Kilas Java, Surabaya - Menjelang perayaan Idulfitri, jasa penukaran uang baru kembali marak di berbagai sudut kota. Di sejumlah ruas jalan, masyarakat dapat dengan mudah menemukan penyedia jasa yang menawarkan pecahan uang baru bagi warga yang ingin membagikan angpao Lebaran kepada keluarga maupun kerabat.
Praktik ini biasanya disertai selisih nilai penukaran. Tidak jarang masyarakat menukarkan uang Rp100.000 untuk memperoleh pecahan baru dengan total nilai Rp90.000. Selisih tersebut dianggap sebagai biaya jasa oleh penyedia layanan. Fenomena ini memunculkan pertanyaan mengenai legalitasnya dalam perspektif hukum Islam.
Menanggapi hal itu, pakar ekonomi Islam sekaligus guru besar Fakultas Ekonomi dan Bisnis di Universitas Airlangga, Prof Dr Imron Mawardi, menjelaskan bahwa uang dalam kajian fikih muamalah termasuk kategori barang ribawi. Konsep ini merujuk pada ketentuan dalam hadis mengenai pertukaran komoditas tertentu seperti emas dan perak yang memiliki aturan khusus dalam transaksi.
Dalam kajian ekonomi syariah, kata Imron, pertukaran barang ribawi harus memenuhi dua syarat utama, yakni kesamaan nilai dan dilakukan secara tunai di tempat. Jika salah satu syarat tidak terpenuhi, transaksi berpotensi mengandung unsur riba.
Menurut dia, praktik penukaran uang dengan nilai yang tidak sama dapat masuk dalam kategori riba fadhl. Dalam transaksi tersebut, satu jenis barang ribawi ditukar dengan barang sejenis tetapi dengan jumlah yang berbeda.
“Dalam fatwa Majelis Ulama Indonesia, uang diposisikan sebagai alat tukar yang mengikuti ketentuan hadis tentang barang ribawi. Karena itu, jika nominal yang ditukarkan tidak sama, terdapat unsur riba di dalamnya,” kata Imron.
Ia mencontohkan, jika seseorang menukarkan uang Rp100.000, maka pecahan yang diterima seharusnya tetap berjumlah Rp100.000. Perbedaan nominal, meskipun kecil, tetap dianggap tidak sesuai dengan prinsip pertukaran dalam syariat Islam.
Selain persoalan hukum transaksi, Imron juga menyinggung dimensi etika dalam praktik ekonomi syariah. Mengabaikan kesetaraan nilai dalam pertukaran uang, menurut dia, berpotensi menghilangkan keberkahan transaksi. Larangan riba sendiri merupakan salah satu ketentuan yang ditegaskan secara berulang dalam ajaran Islam.
Namun demikian, ia melihat masih ada kemungkinan skema transaksi yang lebih sesuai dengan prinsip syariah.
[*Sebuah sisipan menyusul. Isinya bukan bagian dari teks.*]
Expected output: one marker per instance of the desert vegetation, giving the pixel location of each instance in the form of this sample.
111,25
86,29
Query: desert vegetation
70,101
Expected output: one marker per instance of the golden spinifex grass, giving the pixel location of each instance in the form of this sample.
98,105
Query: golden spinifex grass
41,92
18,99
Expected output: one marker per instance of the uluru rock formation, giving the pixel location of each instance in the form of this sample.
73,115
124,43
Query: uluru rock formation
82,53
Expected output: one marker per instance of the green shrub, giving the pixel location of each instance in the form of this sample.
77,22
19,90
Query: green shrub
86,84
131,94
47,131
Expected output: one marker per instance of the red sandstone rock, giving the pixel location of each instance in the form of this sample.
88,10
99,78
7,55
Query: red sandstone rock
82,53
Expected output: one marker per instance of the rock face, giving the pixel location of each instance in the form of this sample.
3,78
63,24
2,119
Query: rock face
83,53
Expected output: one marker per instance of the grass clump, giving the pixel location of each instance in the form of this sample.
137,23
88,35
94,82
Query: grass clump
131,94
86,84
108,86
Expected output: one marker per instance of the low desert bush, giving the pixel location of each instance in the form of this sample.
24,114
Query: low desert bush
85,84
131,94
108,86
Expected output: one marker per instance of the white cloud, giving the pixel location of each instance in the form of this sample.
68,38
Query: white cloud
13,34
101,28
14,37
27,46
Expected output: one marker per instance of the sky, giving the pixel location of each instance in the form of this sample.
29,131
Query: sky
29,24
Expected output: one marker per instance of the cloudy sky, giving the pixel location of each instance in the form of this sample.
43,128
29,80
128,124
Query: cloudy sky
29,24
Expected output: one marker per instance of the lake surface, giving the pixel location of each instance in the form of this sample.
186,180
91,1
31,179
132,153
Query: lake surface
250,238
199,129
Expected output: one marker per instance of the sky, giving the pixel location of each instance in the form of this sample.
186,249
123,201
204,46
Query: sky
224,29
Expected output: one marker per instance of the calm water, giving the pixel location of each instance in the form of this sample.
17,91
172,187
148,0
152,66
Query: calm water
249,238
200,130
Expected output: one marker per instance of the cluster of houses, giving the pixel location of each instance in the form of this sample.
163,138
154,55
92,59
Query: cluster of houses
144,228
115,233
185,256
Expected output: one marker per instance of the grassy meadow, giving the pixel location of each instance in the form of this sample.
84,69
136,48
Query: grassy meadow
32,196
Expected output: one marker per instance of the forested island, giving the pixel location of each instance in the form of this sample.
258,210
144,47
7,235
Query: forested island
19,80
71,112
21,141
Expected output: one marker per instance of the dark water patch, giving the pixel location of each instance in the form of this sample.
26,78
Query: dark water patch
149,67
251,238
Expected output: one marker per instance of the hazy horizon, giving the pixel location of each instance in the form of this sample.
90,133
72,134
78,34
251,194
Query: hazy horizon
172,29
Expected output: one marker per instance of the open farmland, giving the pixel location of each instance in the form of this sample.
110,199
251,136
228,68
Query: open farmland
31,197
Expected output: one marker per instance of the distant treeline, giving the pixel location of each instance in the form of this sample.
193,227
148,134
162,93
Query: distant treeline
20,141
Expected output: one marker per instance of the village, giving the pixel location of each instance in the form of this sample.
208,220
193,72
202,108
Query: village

Salah satunya dengan memisahkan secara jelas antara nilai uang yang ditukarkan dengan biaya jasa yang diberikan kepada penyedia layanan.
Dalam skema ini, nominal uang yang ditukarkan tetap harus sama, misalnya Rp100.000 ditukar dengan pecahan yang totalnya juga Rp100.000. Adapun biaya jasa mengantre atau menyediakan uang baru dibayarkan melalui akad terpisah sebagai upah jasa atau ujrah.
Model pemisahan akad tersebut dinilai dapat menghindarkan transaksi dari unsur riba, karena nilai uang tidak lagi menjadi bagian dari biaya jasa. Transaksi pertukaran uang dan pembayaran jasa diposisikan sebagai dua akad yang berbeda.
Selain itu, Imron mendorong masyarakat untuk memanfaatkan jalur penukaran resmi yang disediakan oleh perbankan. Saat ini sejumlah bank menyediakan layanan penukaran uang baru menjelang Lebaran, bahkan sebagian di antaranya dapat diakses melalui sistem pendaftaran daring.
Ia menyebut mekanisme ini lebih aman dan terjamin, baik dari sisi nilai nominal maupun keaslian uang. Beberapa bank juga menyediakan mesin ATM dengan pecahan tertentu yang dapat dimanfaatkan masyarakat untuk memperoleh uang baru tanpa harus menunggu lama di antrean.
“Pemanfaatan pendaftaran online melalui situs resmi bank tentu lebih aman dibandingkan menukar uang di pinggir jalan,” ujarnya. Fenomena penukaran uang baru di jalanan memang telah menjadi tradisi musiman setiap Ramadan, terutama menjelang Idulfitri ketika kebutuhan masyarakat terhadap uang pecahan kecil meningkat. (Nay).